A Bug’s Life by Denis Robillard
Leave a commentFebruary 1, 2016 by northerncardinalreview
‘Small gnats mourn in a wailful choir.” Keats
There is a wasp cemetery on the patio rug,
lined up with 15 tiny insect torsos row on row
like a burned out fuselage
or WW2 flyer,
they lie on their backs in deep hypnotic sleep.
A simple well timed thwap merits another
bloody bug scalp now.
Overhead fuzzy faced comrades
zigzag dance in mourning–
cursive swaggers crazy eighting the air
hovering above
these discombobulated corpses like Blackhawks.
The glowing antennae of nature’s dark machinery.
On the ground offensive, ants are tracking
the artificial green terrain of the deck
marching towards
these fresh shrivelled torsos, ready for cannibalism.
Others lie nearby, filaments disgorged,
organic codes crushed.
This is their finality away from the hive.
A few minutes later in the garden,
I kill one of those creepy crawly Burroughs bugs,
An ambulatory hirsute scar going blind
with light scurrying in herringboned punctuations.
It makes me question its dark existence–
a hairy zipper with a hundred legs
and a million eyes, a billion bug thoughts.
My stepdaughter later catches a preying mantis
On the garbage lid, the boys gather around
Their curiosity piqued by the plastic water pail inverted.

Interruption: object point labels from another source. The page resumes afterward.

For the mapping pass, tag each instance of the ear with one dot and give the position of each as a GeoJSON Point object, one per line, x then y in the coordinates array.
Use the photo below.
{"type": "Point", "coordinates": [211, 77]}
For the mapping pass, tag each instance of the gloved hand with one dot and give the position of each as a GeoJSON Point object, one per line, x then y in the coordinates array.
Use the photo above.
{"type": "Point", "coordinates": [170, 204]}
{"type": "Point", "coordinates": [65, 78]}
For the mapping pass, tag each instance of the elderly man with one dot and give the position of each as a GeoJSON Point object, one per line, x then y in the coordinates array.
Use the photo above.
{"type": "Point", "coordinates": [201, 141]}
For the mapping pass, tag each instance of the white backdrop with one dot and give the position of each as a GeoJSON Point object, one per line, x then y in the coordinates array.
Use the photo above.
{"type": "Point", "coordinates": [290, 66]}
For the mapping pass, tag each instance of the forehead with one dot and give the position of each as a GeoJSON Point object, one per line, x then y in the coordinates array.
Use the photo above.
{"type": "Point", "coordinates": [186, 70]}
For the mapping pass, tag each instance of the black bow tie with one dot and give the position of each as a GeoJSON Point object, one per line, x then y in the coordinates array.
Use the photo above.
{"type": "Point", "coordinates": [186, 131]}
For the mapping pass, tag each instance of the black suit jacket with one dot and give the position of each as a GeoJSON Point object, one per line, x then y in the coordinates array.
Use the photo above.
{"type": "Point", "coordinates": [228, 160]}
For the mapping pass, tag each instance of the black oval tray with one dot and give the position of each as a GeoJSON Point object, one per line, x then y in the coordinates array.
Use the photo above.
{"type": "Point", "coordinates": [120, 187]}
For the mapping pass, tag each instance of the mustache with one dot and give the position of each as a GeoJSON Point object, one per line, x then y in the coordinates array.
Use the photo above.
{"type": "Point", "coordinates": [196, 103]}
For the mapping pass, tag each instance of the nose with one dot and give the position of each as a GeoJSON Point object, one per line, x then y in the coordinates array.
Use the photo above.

Attracted to the outline of its furtive movements
This primitive alien creature prescient and clean
Telegraphs its micro-moves along the pavement
while something bigger than it all
sits and watches in awe.
Denis Robillard was born in Northern Ontario and now teaches high school in Windsor, Ontario, Canada. For the past 15 years hundreds of his poems have appeared in the small presses and on line magazines across Canada, The USA, England and Scotland. Some of those include: Rattle, Rampike, Word Riot, Nashwaak Review, Algoma Ink, Cliff Soundings (Michigan). In 2011 Robillard was published in Windsor Review, Bolts of Silk and Ottawa Arts Review. He is an avid photographer and traveler.